И он, почувствовав волнение, струение от маха их крыльев до того стоялого и неподвижного воздуха, бук­вально испугался. Испуг был неосознанный, инстинктив­ный, но жуткий, холодящий сердце. Германн вскочил, зараскачивался, замахал руками. И вот тогда началось что-то невообразимое. Белый и черный саван по всему клад­бищу пришел в движение, поднялся вверх, взмыл над кладбищем и начал наплывать на Германна. Неожиданно со стороны гор и тайги беззвучно выплыла стая птиц - кедровых соек. Сойки взрезали, исполосовали белый и черный саван в клочья, но все же их было очень мало, чтобы справиться с полчищем бабочек. Они только про­делывали бреши в их сплошной массе, одних убивая ма­хом своих крыльев, других глотая на лету.

А бабочки уже наседали на Германна. Ни одна из них еще по-прежнему не коснулась его тела, но ему казалось, что они уже расселись на нем. Всем телом он уже чув­ствовал щекочущее прикосновение паутины их лапок. И еще было чувство: ни в коем случае не допустить, не дать сесть ни одной бабочке на голову или грудь. И он не позволил этого ни одной бабочке. Германн побежал сло­мя голову, и так, как никогда не бегал в жизни. Это было смешно, нелепо, похоже на какой-то дурацкий сон, но он бежал, убегал от бабочек. И позднее все это вепринималось как сон, так бы, наверно, и осталось в памяти, как жуткое наваждение, если бы на следующий день с ним не приключилась беда. Две белых бабочки все же догнали Германна и умудрились сесть на его левую руку. Он сорвал и отбросил их все еще на бегу и уже довольно далековато от кладбища. Сбросил их наземь, растоптал, испытывая одновременно омерзение и непонятную, ще­мящую сердце тоску. А на следующий день сломал ту са­мую левую руку, и в том же месте, где ее касались бабоч­ки, и пережил заново все случившееся с ним вчера.

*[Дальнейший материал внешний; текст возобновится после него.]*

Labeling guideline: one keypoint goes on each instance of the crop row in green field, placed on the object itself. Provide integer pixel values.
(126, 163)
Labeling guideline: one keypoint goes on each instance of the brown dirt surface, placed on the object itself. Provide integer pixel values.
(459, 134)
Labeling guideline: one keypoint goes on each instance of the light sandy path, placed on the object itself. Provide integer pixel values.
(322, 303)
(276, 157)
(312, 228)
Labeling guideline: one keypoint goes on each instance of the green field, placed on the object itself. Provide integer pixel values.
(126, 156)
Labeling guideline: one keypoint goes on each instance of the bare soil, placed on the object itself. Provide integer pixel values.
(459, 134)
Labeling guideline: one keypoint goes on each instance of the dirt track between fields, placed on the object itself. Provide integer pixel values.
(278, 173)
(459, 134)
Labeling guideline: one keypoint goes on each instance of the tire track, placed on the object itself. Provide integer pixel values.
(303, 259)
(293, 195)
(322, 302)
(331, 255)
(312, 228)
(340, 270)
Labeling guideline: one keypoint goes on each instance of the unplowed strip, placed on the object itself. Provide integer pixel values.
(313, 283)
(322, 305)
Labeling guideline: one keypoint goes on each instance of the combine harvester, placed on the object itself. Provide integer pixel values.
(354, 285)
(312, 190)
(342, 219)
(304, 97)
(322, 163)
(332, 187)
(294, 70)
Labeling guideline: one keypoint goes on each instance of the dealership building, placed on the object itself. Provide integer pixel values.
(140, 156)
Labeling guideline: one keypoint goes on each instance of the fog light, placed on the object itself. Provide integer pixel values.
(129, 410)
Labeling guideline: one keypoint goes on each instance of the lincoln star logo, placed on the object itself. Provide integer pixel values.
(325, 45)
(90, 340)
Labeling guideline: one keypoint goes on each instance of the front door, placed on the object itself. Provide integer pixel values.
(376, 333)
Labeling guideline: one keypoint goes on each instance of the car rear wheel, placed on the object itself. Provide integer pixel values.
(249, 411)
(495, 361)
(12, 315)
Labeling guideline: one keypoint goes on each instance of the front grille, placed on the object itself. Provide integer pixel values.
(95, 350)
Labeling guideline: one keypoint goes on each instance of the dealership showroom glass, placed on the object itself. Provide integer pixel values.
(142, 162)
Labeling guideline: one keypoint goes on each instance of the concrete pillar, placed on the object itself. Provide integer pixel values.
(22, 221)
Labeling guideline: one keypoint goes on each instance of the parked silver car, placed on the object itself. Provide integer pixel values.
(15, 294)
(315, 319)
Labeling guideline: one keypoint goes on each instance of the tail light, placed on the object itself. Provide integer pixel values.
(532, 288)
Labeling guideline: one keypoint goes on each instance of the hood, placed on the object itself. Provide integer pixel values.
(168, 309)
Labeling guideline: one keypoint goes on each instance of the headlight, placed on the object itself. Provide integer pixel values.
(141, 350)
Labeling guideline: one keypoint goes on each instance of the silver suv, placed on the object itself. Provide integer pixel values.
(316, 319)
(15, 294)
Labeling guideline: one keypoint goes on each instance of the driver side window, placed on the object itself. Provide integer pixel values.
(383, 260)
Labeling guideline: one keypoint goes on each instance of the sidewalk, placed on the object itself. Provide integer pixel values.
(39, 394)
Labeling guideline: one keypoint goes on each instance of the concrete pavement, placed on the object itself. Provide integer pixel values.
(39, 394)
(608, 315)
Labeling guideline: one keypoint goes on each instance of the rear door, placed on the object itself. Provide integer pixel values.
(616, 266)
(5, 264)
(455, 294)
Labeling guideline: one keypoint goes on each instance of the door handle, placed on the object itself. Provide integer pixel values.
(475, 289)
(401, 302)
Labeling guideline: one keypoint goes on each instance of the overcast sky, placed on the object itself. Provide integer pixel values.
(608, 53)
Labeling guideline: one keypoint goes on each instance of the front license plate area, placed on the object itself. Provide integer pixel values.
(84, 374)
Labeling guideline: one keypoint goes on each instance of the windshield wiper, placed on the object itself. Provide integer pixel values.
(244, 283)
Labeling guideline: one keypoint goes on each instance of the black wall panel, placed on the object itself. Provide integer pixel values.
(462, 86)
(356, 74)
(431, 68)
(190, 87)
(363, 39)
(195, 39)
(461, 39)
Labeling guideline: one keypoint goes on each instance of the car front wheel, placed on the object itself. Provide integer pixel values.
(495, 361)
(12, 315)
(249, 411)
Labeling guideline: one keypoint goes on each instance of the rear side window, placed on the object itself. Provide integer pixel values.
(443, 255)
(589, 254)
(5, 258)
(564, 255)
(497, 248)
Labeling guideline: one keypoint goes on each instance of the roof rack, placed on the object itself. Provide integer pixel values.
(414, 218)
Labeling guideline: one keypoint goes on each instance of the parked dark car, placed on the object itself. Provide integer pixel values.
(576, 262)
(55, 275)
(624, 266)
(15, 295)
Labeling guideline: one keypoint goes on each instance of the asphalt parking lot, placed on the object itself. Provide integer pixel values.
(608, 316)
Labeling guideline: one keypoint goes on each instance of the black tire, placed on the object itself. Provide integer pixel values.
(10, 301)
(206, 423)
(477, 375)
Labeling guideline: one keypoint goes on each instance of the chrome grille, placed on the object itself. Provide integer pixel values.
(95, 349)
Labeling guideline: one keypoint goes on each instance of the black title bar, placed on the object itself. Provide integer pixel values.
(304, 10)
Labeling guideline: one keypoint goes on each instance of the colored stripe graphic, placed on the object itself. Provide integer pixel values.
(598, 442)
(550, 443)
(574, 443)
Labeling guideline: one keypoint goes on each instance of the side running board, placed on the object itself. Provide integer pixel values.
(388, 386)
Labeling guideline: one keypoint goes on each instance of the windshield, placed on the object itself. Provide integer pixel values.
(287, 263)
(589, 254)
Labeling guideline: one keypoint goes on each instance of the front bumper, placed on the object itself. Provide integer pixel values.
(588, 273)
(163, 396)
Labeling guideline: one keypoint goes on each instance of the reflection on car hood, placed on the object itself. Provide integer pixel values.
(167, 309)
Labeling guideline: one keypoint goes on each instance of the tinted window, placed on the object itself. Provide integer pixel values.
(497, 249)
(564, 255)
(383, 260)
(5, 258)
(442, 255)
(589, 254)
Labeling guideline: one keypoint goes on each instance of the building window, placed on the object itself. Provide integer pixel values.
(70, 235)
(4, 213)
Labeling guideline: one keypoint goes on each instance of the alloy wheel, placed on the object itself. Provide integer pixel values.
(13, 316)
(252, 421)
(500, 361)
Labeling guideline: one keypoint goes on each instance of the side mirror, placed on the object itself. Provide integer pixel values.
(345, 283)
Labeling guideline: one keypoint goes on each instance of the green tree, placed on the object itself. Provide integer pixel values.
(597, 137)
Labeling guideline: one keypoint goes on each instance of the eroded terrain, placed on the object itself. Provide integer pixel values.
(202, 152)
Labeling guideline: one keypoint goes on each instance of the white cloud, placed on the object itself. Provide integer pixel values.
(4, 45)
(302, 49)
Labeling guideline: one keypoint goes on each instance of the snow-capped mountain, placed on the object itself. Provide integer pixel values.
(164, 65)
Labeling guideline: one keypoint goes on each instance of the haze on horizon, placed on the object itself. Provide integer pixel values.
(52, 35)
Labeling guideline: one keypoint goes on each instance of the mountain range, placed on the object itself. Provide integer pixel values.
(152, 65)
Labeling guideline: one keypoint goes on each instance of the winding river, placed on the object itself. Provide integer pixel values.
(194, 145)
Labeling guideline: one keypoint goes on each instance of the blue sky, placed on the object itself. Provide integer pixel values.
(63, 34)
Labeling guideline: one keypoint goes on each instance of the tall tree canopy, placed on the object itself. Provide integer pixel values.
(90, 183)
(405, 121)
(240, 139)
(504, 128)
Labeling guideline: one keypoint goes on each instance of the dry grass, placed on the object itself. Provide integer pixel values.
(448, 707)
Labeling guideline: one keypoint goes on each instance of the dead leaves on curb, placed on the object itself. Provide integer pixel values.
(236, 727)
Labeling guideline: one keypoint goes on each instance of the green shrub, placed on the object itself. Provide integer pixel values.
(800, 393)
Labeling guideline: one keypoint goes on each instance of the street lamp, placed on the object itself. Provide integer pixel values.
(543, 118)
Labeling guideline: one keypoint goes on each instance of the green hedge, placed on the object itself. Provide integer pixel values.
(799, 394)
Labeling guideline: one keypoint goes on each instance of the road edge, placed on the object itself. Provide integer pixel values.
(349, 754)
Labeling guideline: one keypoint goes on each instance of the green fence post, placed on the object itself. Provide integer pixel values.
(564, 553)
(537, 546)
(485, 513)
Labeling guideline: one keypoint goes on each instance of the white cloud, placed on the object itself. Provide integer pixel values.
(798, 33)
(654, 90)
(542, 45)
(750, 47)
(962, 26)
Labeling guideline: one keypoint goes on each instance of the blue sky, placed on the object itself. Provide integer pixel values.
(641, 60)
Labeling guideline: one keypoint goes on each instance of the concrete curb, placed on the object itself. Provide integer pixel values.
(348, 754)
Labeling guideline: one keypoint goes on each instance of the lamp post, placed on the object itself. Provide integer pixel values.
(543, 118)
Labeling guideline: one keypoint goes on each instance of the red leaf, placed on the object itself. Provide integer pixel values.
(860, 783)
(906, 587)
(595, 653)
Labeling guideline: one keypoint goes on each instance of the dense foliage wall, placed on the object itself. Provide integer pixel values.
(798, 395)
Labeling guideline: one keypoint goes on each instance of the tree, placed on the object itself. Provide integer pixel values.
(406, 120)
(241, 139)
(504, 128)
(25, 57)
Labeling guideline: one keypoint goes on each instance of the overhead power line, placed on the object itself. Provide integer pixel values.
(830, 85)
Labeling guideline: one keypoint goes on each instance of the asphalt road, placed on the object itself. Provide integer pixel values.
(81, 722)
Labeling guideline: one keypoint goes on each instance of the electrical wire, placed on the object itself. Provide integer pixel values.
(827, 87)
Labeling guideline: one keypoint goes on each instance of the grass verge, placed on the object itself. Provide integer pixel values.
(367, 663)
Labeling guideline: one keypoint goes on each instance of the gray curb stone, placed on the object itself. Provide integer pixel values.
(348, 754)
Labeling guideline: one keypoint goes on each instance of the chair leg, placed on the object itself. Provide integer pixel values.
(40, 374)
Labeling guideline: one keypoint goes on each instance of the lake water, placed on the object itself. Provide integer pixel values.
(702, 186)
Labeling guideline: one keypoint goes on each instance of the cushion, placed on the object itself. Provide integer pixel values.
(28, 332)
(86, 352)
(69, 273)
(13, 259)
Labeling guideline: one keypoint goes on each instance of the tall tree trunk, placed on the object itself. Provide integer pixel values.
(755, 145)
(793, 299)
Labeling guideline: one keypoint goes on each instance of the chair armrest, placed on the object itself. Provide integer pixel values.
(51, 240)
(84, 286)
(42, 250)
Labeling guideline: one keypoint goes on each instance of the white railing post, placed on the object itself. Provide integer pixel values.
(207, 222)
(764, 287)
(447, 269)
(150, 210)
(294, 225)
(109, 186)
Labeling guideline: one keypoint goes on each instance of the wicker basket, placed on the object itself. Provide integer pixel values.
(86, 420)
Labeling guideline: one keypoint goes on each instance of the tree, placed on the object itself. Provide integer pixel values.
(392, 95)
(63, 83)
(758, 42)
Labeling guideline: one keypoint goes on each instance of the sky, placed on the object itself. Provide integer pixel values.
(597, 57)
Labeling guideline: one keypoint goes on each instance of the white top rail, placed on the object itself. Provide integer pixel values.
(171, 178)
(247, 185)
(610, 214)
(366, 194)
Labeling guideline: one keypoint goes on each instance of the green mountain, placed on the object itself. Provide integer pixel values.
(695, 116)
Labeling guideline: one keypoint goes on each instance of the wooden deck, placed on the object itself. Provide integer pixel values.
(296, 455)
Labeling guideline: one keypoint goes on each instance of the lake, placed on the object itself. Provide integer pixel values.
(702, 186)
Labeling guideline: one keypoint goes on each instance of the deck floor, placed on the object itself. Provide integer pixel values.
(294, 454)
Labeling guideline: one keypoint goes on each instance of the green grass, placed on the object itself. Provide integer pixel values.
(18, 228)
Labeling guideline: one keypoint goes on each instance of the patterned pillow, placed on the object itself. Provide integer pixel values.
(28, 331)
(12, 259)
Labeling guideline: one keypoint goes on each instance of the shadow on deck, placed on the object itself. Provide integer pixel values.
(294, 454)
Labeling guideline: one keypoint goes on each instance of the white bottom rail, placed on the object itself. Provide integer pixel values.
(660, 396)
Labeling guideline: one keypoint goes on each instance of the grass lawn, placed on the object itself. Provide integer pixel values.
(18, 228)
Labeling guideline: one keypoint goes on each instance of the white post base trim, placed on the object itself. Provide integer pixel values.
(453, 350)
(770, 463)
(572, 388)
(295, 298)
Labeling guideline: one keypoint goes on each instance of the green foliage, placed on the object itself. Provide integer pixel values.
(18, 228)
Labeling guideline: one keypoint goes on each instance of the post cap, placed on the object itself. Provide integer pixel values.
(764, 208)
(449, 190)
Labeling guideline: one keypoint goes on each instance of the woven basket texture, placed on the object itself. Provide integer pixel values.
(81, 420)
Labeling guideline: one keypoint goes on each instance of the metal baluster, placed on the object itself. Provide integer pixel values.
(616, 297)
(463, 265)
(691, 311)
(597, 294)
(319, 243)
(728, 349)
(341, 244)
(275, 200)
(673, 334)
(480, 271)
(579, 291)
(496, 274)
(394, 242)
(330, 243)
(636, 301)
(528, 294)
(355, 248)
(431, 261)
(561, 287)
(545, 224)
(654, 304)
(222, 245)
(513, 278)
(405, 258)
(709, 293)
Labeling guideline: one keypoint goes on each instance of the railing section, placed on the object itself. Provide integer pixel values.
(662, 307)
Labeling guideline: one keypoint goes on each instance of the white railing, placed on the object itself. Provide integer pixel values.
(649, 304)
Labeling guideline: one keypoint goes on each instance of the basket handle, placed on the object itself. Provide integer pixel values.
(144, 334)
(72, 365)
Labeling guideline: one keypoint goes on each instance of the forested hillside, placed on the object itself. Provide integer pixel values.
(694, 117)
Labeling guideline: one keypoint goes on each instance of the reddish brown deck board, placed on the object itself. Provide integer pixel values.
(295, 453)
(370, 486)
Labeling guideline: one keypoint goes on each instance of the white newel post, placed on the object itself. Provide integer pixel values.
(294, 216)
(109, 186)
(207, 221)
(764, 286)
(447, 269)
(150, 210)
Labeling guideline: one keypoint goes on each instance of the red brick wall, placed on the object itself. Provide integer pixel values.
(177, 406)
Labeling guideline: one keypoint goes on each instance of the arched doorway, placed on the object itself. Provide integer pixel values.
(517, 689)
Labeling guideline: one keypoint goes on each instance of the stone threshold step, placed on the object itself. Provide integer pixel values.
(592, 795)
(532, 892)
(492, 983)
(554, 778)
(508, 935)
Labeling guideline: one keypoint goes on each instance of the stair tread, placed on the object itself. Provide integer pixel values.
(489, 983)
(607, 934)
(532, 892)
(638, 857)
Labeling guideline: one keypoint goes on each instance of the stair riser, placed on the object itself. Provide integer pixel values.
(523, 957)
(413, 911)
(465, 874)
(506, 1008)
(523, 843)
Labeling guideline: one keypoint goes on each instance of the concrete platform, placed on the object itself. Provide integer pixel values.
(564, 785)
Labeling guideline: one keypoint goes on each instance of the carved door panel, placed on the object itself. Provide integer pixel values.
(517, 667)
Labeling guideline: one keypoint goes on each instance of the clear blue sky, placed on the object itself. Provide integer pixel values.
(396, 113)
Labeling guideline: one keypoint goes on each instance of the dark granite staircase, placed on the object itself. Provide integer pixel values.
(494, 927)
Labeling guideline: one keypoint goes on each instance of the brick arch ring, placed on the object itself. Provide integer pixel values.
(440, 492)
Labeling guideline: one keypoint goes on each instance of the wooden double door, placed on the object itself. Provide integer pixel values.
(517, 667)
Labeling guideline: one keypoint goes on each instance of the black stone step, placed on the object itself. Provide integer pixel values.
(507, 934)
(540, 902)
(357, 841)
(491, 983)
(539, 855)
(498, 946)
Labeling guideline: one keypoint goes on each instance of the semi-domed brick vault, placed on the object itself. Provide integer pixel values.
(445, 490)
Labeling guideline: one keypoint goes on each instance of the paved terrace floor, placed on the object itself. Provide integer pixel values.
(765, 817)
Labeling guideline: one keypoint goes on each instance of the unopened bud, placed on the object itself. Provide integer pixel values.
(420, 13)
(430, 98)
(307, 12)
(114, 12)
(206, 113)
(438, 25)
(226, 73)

Вот почему Германн никогда и никому не рассказы­вал о том, как погибли его друзья, как он справлял их сороковины. Никто ему все равно никогда не поверил бы. Все ведь вокруг были атеисты, а любая мистика, а тем более что-то связанное со сверхъестественными силами, вызывали только насмешку и издевательства. Не повери­ла бы, он чувствовал это, и Надя. Она, по его мнению, была выше всех этих бабских забабонов, хотя бы пото­му, что явилась перед ним в небе.

Самолет пошел на посадку. Белой бабочкой прорвал­ся сквозь саван низколежащих облаков. Вынырнул из их рваной серой пелены, хотя та, казалось, и не хотела его отпускать, сгустками, комками и клочьями цеплялась за крылья, фюзеляж, окно иллюминатора. И было полное ощущение, что самолет скользит по вершинам осеннего голого леса, даже скрежет ветвей слышался. Но сам само­лет уже был на свободе, отринув остатки облаков, выр­вался на солнечный прогал, черной тенью заскользил над зеленой травой аэродромного поля. И опять сверху зем­ля казалась такой продуманно обустроенной, упорядо­ченной и очень надежной.